④Select 2 ou 3 orifícios para operação microscópica, conforme o caso. Como a segurança é a primeira prioridade, uma operação com vários furos pode reduzir a dificuldade de exposição e aumentar o espaço de operação, e o assistente pode pegar na agulha para o operador a partir do furo secundário de operação, para que os instrumentos não “lutem” e facilitem a conclusão suave da reparação da sutura. Na verdade, o primeiro ponto da sutura é crucial. Após a conclusão do primeiro ponto, um é que a hemorragia será efectivamente controlada, e o segundo é que com o apoio do primeiro ponto, a operação do segundo e terceiro pontos será mais fácil.
Não é necessário salientar que o primeiro ponto deve ser suturado no centro da ruptura; é certamente bom suturar no centro da ruptura para controlar eficazmente a hemorragia. Se as condições não permitirem, uma sutura pode ser colocada numa extremidade da incisão ao longo do longo eixo da incisão, o que tem a vantagem de ser relativamente fácil de executar, e depois as suturas subsequentes podem ser colocadas em sequência.

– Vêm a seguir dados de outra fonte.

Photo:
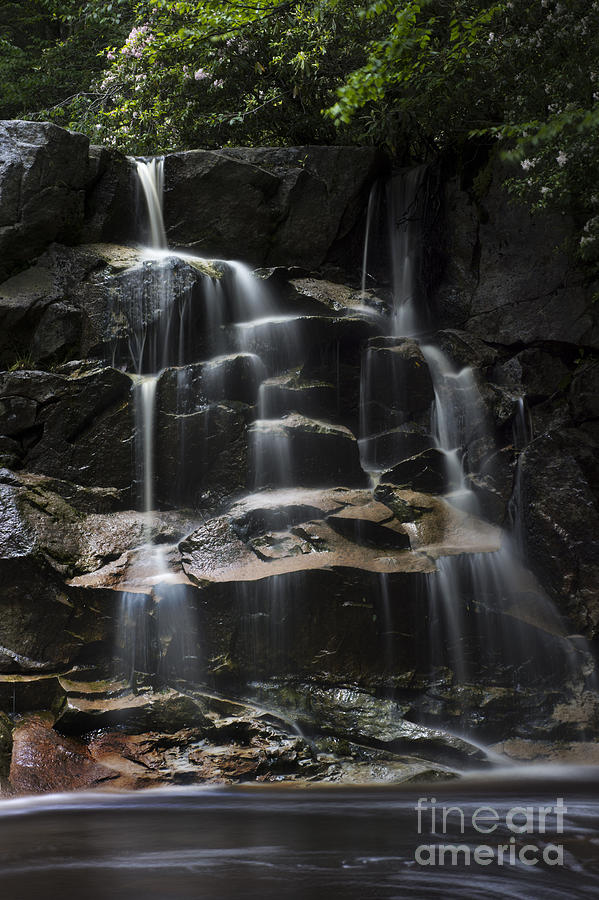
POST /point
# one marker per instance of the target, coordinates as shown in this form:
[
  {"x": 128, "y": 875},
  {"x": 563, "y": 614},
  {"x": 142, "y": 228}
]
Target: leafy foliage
[{"x": 417, "y": 76}]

(6) Para além da operação cirúrgica acima descrita, o anestesista deve também ser instruído a trabalhar de perto para aumentar a profundidade da anestesia e implementar hipotensão controlada.
Segue-se outra revisão do procedimento do operador, e pode ser levantada a questão de porque é que o operador libertou a pinça oval para parar a hemorragia.
As principais razões são.
(1) Operação de furo único, demasiados instrumentos podem facilmente “lutar”;
②The A extremidade da cabeça da pinça oval é demasiado grande, o que afecta o acesso à agulha;
③The 5-0 Foi escolhida a sutura vascular de sutura, e os pontos foram demasiado pequenos;
④Single operação de perfuração, o assistente não consegue ligar a agulha para o operador. Claro que a situação clínica de cada paciente é diferente e não pode ser ligada por um modelo cirúrgico fixo, mas requer que o operador tome decisões de tratamento simples, razoáveis e eficazes, de acordo com a situação específica do momento.